Summer’s soon ending, but not before our last hurrah! Make this Pistachio Matcha Ice Cream for a frozen, sweet treat, this weekend.
I did some traveling the past week, first going to LA to demonstrate two recipes from Vegan Yack Attack On the Go! at the Switch4Good dairy-free athlete summit. Honestly, that experience was so damn cool because I got to work in a really intimate setting and talk one-on-one with professional athletes and Olympians. To hear them exclaim how delicious the Banana Nut Protein Bites and Cauliflower Alfredo were was awesome, considering a small percentage of them are vegan.

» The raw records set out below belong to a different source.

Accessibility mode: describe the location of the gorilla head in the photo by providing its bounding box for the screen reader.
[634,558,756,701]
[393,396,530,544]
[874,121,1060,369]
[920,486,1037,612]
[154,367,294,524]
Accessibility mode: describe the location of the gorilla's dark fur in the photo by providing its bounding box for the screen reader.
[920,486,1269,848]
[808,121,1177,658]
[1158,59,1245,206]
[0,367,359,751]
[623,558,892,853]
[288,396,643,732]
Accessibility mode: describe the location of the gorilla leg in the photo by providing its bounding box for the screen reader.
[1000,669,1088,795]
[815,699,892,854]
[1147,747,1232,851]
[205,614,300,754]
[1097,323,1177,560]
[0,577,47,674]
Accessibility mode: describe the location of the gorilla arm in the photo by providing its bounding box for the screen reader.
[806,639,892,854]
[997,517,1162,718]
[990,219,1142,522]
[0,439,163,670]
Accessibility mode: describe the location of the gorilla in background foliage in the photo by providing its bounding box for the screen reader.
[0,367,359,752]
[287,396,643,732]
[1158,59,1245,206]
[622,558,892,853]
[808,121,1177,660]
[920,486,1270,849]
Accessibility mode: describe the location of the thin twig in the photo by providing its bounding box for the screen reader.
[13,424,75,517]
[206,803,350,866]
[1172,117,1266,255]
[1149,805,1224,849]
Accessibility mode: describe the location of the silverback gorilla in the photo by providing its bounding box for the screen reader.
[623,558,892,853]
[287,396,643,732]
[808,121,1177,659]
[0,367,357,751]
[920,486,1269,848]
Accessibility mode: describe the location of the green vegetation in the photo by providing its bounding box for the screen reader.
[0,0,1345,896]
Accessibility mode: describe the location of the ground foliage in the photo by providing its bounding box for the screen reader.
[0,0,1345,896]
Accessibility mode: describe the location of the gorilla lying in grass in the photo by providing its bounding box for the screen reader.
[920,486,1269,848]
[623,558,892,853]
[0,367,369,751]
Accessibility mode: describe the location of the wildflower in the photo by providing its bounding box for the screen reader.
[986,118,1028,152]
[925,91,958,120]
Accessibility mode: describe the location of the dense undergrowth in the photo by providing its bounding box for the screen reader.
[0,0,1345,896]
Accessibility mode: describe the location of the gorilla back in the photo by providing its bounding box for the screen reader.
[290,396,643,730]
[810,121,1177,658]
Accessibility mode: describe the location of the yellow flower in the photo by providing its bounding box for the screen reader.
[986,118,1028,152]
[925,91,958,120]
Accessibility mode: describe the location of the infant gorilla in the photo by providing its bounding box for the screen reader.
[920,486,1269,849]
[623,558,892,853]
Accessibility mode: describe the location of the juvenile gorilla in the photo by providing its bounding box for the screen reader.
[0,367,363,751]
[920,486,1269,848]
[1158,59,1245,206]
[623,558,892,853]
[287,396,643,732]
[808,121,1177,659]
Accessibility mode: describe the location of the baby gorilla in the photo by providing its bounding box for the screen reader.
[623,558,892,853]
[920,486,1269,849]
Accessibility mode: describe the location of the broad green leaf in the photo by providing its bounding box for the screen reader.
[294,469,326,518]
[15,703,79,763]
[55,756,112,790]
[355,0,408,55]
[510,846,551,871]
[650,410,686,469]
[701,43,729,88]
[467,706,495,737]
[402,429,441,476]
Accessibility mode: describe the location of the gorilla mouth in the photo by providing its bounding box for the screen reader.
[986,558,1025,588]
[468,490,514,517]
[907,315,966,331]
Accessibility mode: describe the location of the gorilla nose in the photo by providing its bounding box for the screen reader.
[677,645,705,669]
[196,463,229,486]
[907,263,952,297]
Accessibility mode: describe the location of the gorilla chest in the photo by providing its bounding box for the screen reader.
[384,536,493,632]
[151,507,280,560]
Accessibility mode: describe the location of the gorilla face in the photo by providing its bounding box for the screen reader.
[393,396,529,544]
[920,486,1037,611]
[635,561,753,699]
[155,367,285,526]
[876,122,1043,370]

If only I could have brought some of this pistachio matcha ice cream with me!
Second, I went to Salt Lake City, Utah for the first time ever (both city AND state)! It was just for a day and a half, but the cooler weather was a nice reprieve from Vegas. Luckily, it was enough time to grab a delicious, vegan chocolate croissant from Eva’s Bakery, downtown. I’d like to go check out more of their vegan scene the next time I’m there!
But, before I went to either of those places, I made sure to whip up this refreshing and easy-to-make batch it pistachio matcha ice cream. Inspired by the leftover coconut milk and pistachios I had from another project, I thought adding matcha could only be amazing. I was right!
Matcha can be a little bitter when you over-do it, so I find the balance of sweet and creamy with a hint of matcha and nutty pistachio is perfect! Paired with a rich coconut milk and you have yourself a beautifully decadent and smooth vegan ice cream.
Now, we can all reap the benefits of this super-creamy, subtly sweet ice cream. Mmm.. OH! And before I forget, it’s the last day to vote in the VegNews Veggie Awards! If you have a moment, please vote for me in the best blog and cookbook categories. Thank you SO, so much for your continued support!
- 1 1/2 cups ( ml) water
- 1 cup (235 ml) coconut cream or full-fat coconut milk
- 1 cup shelled roasted salted pistachios
- 1 cup (235 ml) agave nectar or maple syrup
- 1 tablespoon (8 g) culinary-grade matcha green tea powder
- 1 teaspoon vanilla extract
- 1 teaspoon lemon juice
- 1/2 teaspoon xanthan gum, optional
- 1/4 teaspoon salt
- Sliced strawberries, for serving
- Place water, pistachios, coconut cream, maple syrup/agave nectar, matcha, vanilla, lemon juice, xanthan gum, and salt in a blender. Puree until completely smooth; like, VERY smooth. This may mean that you blend once, allow the broken up pistachios to soak up some liquid, then blend again, so that it breaks down.
- Ice cream maker: Now, you can either transfer to an ice cream maker, and run it for 25 minutes, then enjoy as soft serve, or freeze for an additional 20 minutes to harden. When you go to store it in the freezer again, make sure the next time you take it out, you allow it to defrost for 5 to 10 minutes to get a good scoop. Top with strawberries and enjoy!
- No-churn: Transfer ice cream base to a gallon-sized zip bag, and freeze until firm. Break the ice cream slab up into chunks and place it in your food processor, process with an s-blade until creamy, then return to the freezer for 30 minutes. Top with sliced strawberries and enjoy!
- You can find xanthan gum in most baking aisles or near specialty flours, but if you cannot find it, replace with 1 tablespoon arrowroot. It will not be as fluffy, but it will help.
- I have an ice cream maker similar to this one that I absolutely LOVE!
Nutrition Information:Yield: 6
Amount Per Serving: Calories: 343Total Fat: 16gSaturated Fat: 7gTrans Fat: 0gUnsaturated Fat: 8gCholesterol: 0mgSodium: 217mgCarbohydrates: 50gFiber: 2gSugar: 45gProtein: 5g
The nutrition information is calculated by a plug-in, and isn't always accurate. Please calculate your own with the products that you use, as it will be different for everyone.